It looks like T-Mobile will be facing an uphill battle come April 12th. On April 12th, the shareholders will be voting on whether or not MetroPCS should form a merger with T-Mobile USA. T-Mobile needs the shareholders to vote for the merger in order to complete the deal. It has already received the go-ahead from the Department of Justice as well as the FCC. However, one proxy adviser is looking to make sure the deal doesn't go through.
The adviser, Institutional Shareholder Services, which is an adviser to many big shareholders, has recommended that shareholders not go through with the deal. The ISS stated that the MetroPCS shareholders are getting the short end of the stick and would do just fine without T-Mobile. It states that there is also a potential to thrive without T-Mobile, which could prove to be true considering it offers very affordable plans with unlimited data.
Many investors are already planning on voting against the deal. Paulson & Co., MetroPCs's biggest shareholder, which currently has 9.9% of the company's shares, has stated that the company should look for alternative options because the T-Mobile merger would result in too high of a debt for MetroPCS. The ISS also states that MetroPCS shareholders will only have a 26% stake in the shared company and they will only receive $4 a share.
T-Mobile, however, is optimistic that the deal will go through.
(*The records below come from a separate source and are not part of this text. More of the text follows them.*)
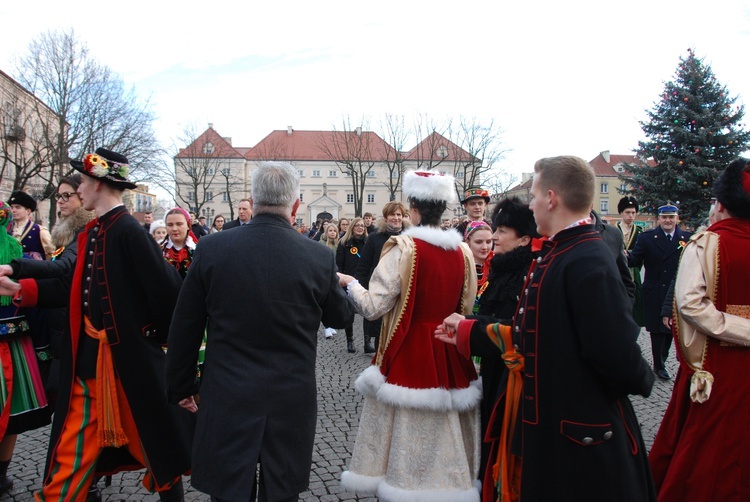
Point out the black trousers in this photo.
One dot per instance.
(660, 344)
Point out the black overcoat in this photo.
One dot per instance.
(579, 436)
(660, 258)
(264, 289)
(142, 291)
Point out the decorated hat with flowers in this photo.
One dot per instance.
(107, 166)
(429, 186)
(476, 193)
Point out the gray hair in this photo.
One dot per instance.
(275, 185)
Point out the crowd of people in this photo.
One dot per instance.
(504, 345)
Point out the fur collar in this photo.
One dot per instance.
(446, 239)
(66, 229)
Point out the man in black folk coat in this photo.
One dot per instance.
(258, 390)
(111, 414)
(659, 251)
(579, 437)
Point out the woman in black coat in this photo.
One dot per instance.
(515, 229)
(391, 224)
(348, 255)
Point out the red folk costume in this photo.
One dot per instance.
(702, 450)
(418, 436)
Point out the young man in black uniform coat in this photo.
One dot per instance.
(125, 290)
(258, 392)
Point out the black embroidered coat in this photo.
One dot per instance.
(579, 436)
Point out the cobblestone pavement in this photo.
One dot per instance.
(338, 415)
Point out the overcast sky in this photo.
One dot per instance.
(558, 77)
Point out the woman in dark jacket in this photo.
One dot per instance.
(391, 224)
(348, 255)
(515, 229)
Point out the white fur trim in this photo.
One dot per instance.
(446, 239)
(387, 493)
(426, 399)
(430, 185)
(369, 381)
(360, 484)
(468, 398)
(372, 383)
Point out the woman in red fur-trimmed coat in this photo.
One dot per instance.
(418, 436)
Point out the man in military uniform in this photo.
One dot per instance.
(658, 250)
(628, 209)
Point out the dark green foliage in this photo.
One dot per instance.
(694, 131)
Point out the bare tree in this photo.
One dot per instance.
(92, 105)
(432, 147)
(395, 134)
(351, 149)
(206, 168)
(475, 150)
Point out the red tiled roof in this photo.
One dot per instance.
(222, 148)
(603, 168)
(316, 145)
(427, 149)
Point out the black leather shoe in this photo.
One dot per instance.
(6, 484)
(664, 374)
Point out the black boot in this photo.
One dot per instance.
(369, 348)
(174, 494)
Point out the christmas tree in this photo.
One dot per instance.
(693, 133)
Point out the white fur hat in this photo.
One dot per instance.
(430, 185)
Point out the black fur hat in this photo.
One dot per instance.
(732, 188)
(627, 202)
(513, 213)
(22, 199)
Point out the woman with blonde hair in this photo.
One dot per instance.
(349, 252)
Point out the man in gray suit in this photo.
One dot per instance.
(258, 389)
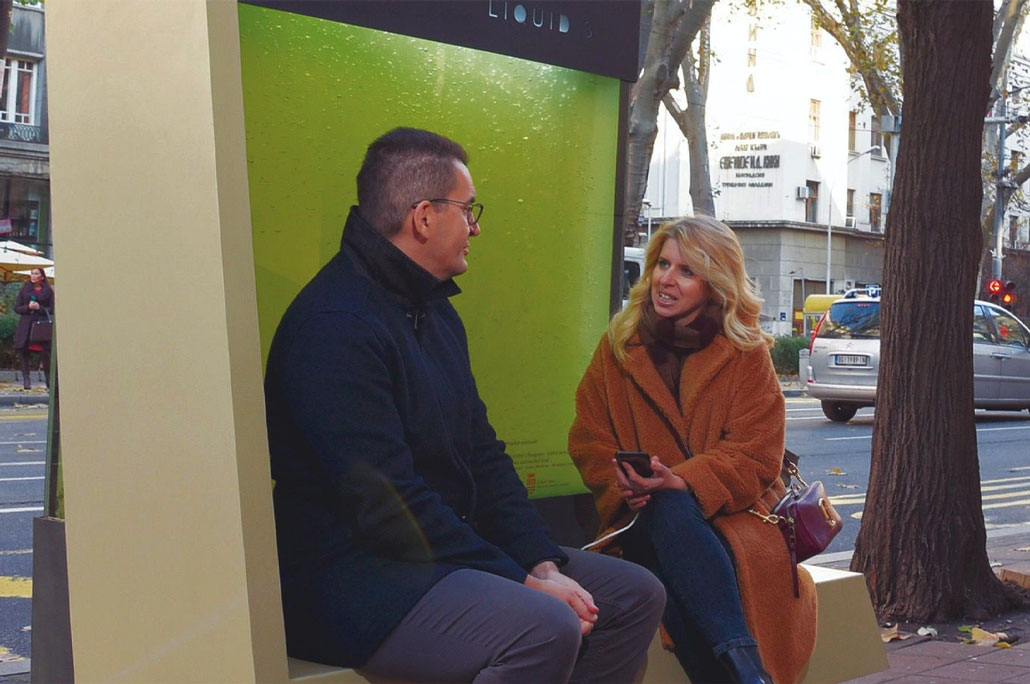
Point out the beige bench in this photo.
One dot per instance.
(847, 644)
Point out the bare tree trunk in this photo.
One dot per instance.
(674, 28)
(922, 540)
(692, 122)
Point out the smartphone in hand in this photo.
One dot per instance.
(639, 460)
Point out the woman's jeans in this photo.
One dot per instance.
(702, 612)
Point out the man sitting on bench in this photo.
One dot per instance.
(408, 547)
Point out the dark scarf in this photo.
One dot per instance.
(668, 342)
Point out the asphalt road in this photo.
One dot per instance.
(23, 449)
(838, 454)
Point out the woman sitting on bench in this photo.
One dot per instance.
(684, 374)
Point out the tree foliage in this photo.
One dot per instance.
(675, 24)
(867, 34)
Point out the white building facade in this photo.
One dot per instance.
(800, 169)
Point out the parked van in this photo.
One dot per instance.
(844, 360)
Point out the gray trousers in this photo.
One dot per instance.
(474, 626)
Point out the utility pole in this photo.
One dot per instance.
(1003, 185)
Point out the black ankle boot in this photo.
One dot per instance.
(745, 665)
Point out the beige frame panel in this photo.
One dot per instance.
(171, 546)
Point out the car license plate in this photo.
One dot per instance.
(851, 360)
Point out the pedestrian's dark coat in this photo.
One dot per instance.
(45, 299)
(731, 417)
(387, 474)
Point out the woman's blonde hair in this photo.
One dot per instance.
(712, 251)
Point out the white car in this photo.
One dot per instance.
(844, 360)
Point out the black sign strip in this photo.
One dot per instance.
(595, 36)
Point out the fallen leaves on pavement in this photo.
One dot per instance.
(890, 633)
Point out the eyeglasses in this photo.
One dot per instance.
(472, 211)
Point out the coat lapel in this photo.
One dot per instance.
(699, 371)
(645, 376)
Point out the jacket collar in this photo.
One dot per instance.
(698, 370)
(386, 265)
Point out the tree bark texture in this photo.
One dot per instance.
(922, 541)
(693, 125)
(674, 28)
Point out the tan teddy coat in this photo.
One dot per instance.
(731, 417)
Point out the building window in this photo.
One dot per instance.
(20, 78)
(812, 203)
(876, 133)
(24, 209)
(813, 121)
(876, 202)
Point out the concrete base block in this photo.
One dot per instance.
(848, 642)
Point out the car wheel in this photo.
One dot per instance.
(839, 411)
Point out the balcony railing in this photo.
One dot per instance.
(22, 133)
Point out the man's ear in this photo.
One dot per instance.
(420, 220)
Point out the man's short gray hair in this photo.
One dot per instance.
(401, 168)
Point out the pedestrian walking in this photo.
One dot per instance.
(35, 304)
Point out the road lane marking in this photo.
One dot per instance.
(869, 437)
(1005, 479)
(858, 500)
(15, 587)
(1007, 504)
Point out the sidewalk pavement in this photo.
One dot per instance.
(916, 659)
(946, 659)
(12, 395)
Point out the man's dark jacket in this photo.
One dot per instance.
(387, 474)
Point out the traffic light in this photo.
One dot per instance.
(994, 288)
(1008, 296)
(1003, 294)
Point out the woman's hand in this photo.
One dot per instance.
(637, 490)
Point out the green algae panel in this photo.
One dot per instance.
(542, 144)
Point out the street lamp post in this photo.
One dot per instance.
(829, 216)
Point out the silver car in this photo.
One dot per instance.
(844, 361)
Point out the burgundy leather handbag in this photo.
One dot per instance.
(807, 519)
T-Mobile's CEO, John Legere, stated that the deal will go through "despite the several greedy hedge funds that are trying to take a double dip out of that process." We shall see if that's true in the next two weeks. In other news, T-Mobile has just launched its new uncarrier plans, as well as 7 new LTE networks. It's looking to take on the other 3 major carriers, and if it had MetroPCS on its side, it would definitely pose as a major threat.